Tulisan yang adalah murni laporan kajadian atas fakta lapangan yang ada. Namun dalam ranah kehidupan kita, adalah bentuk metapora dari realitas kepincangan yang terjadi dalam sebuah sistem dan peran seseorang yang ada di dalamnya. Sebuah contoh konkrit dari salah satu perilaku buruk yang terdapat dalam sebuah lembaga. Contoh yang sangat cerdas sekaligus orisinal. Cerdas, karena realita tersebut benar-benar potret dari sebuah pembusukan yang terjadi dalam sebuah sistem atau lembaga. Orisinal, karena kenyataan bahwa tidak semua sistem lampu lalu lintas dapat berjalan efektif sebagai mana tujuan yang diinginkannya.

Saya pribadi sebagai individu, merasakan getaran kebenaran atas realita tersebut. Dan saya tergerak untuk menuliskannya disini sebagai refleksi diri dalam proses pertumbuhan saya. Terus terang, dalam diri saya dan kapasitas saya sebagai bagian dari sebuah sistem dalam sebuah lembaga yang kadang memiliki fungsi sebagai lampu lalu lintas saat sebuah kebijakan dibuat dan dioperasionalkan.

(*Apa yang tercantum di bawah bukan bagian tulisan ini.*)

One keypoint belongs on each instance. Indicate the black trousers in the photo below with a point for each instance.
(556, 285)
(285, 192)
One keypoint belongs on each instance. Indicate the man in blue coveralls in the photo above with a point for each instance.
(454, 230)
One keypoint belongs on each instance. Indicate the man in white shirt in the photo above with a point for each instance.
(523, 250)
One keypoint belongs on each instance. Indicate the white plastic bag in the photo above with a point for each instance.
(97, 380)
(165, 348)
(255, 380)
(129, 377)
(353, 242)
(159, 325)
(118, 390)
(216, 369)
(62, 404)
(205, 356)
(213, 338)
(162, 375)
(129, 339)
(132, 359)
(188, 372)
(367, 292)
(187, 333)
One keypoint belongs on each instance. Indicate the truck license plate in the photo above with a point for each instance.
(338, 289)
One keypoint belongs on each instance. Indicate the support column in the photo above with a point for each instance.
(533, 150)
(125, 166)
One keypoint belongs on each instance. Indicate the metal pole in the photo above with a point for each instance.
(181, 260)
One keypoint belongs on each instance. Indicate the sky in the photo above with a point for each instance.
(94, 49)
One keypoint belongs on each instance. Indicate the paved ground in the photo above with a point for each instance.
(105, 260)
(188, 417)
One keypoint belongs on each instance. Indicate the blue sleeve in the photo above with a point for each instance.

Kalimat itu telah mampu menohok rasa ketersingungan yang dalam pada akal sehat saya. Juga pada hati nurani saya. Kalimat itu telah benar-benar memberikan peringatan kepada saya dengan metapora yang apik, cerdas, sekaligus sarkastik.

Dalam posisi saya sebagai pembaca, kalimat itu tidak secara gamblang diamanatkan kepada saya. Tetapi untuk alasan kesehatan sosial, kalimatnya itu saya jadikan wahana pembenahan diri. Khususnya pada kalimat yang menyatakan bahwa keberadaannya justru menjadi sumber kemacetan.

Tulisan itu juga membawa saya untuk mengutip apa yang ditulis oleh Kitami Masao dalam Novelnya The Swordless Samurai. Katanya: Kesalahan-kesalahanku yang terbesar bisa dianggap berasal dari satu kelemahanku: kesombongan. Ketika kekuasaanku semakin tinggi, aku mulai memercayai mitos tentang kehebatanku sendiri. Setelah berhasil menyatukan Jepang, seharusnya aku lebih berkonsentrasi membawa Negara dalam kedamaiandan kemakmuran yang lebih tinggi. Tapi aku malah mencari kejayaan di seberang lautan. Misiku yang congkak akhirnya menimbulkan Perang Tujuh Tahun di Korea dan China, yang tidak diragukan lagi adalah kegagalan terbesar dalam hidupku. (Kitami Masao: The Swordless Samurai.2007;242).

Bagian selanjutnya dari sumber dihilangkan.